Decoding Maharashtra poll verdict: Anger, sympathy and Sharad Pawar’s skilful moves

Pawar's party had the best strike rate in the state winning 8 of 10 seats

PTI06_04_2024_000213B Winning hand: Sharad Pawar with Supriya Sule (left) and NCP(SP) leader Jayant Patil (centre) | PTI

The big defeat handed by voters to the BJP-led Mahayuti alliance in Maharashtra did not come as a surprise. Even though BJP leaders refused to acknowledge it, there was a strong undercurrent of anti-incumbency in the state against the Narendra Modi government.

Add to it the sympathy for Uddhav Thackeray and Sharad Pawar for the way the BJP split their parties (the Shiv Sena and the Nationalist Congress Party, respectively), robbing them of long-held party symbols and even the Election Commission’s original party status. People saw it as part of the BJP’s alleged manipulation of constitutional bodies. The icing on the cake was Rahul Gandhi’s two yatras, which saw the consolidation of traditional Congress votebanks―dalits, Muslims and tribals.

The BJP has been the biggest loser. It won only nine of 28 seats contested. Three of its Union ministers―Bharati Pawar, Raosaheb Danve and Kapil Patil―bit the dust.

Ajit Pawar’s Nationalist Congress Party, a BJP ally, contested four seats but won just one.
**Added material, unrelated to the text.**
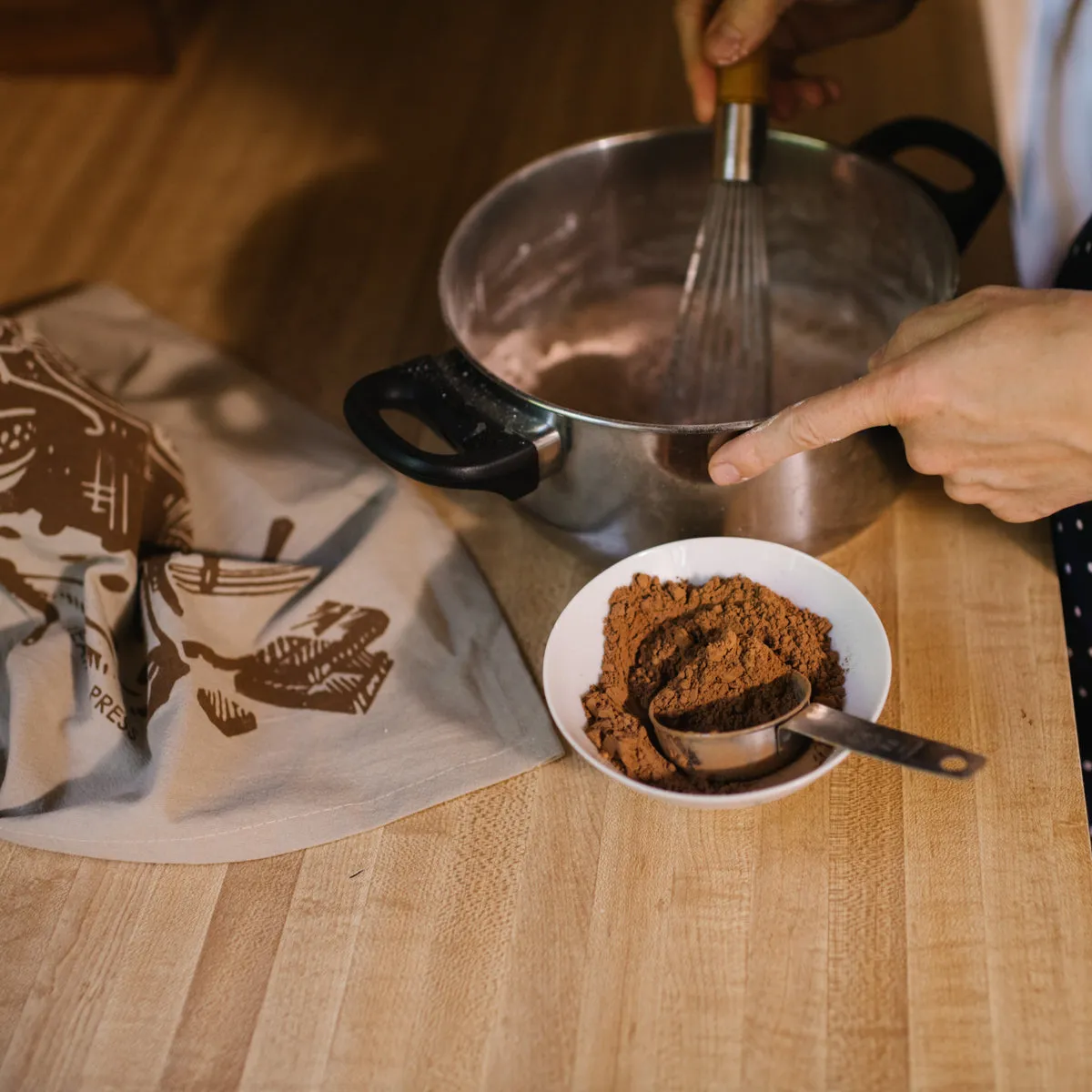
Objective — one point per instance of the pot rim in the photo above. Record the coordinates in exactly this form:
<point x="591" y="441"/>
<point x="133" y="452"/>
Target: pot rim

For all his bluster, he could not secure victory for his wife, Sunetra Pawar, in Baramati. Sharad Pawar proved his hold on the constituency by ensuring daughter Supriya Sule’s victory.

Among BJP allies, it was Chief Minister Eknath Shinde’s Shiv Sena that performed relatively well. It won seven of 15 seats it had contested.

The Congress-led Maha Vikas Aghadi performed unexpectedly well. The Congress itself made a stunning comeback―from a lone seat in 2019 to 13 this time. A major reason for the revival was the successful transfer of Shiv Sena (UBT) votes to Congress candidates. In Mumbai North Central constituency, for instance, Congress candidate Varsha Gaikwad defeated high-profile lawyer and BJP candidate Ujjwal Nikam. Uddhav had assured Gaikwad that the Shiv Sainiks would send her to Parliament.

Sharad Pawar’s party won eight of 10 seats―the best strike rate among all parties in Maharashtra. Uddhav’s Shiv Sena won nine of 21 seats, including three of six seats in Mumbai. Dalits and Muslims, who traditionally support the Congress and the NCP, voted overwhelmingly for Uddhav’s candidates. Besides, contrary to what Shinde claimed, ordinary Shiv Sainiks stood firmly behind Uddhav. Most importantly, he successfully conveyed to voters that the BJP was taking businesses out of Mumbai, weakening its position as India’s financial capital.

The Mahayuti did well in Thane, Palghar and Konkan regions. Shinde’s Sena bagged Thane and Kalyan, the BJP bagged Palghar and Sindhudurg, and the NCP won Raigad. The comfortable victories of Sunil Tatkare of the NCP (Raigad) and Union minister Narayan Rane (Sindhudurg) showed that the Shiv Sainiks in this belt have sided with Shinde.

The anger of onion farmers had the BJP suffering heavy losses in north Maharashtra. The anti-BJP sentiment had become clear when Modi campaigned for Union minister Bharati Pawar in Dindori. There were shouts from the crowd demanding to know why the Union government had banned onion exports from Maharashtra while permitting exports from Gujarat. Bharati Pawar was defeated by Bhaskar Bhagare, a zilla parishad school teacher whom Sharad Pawar had fielded.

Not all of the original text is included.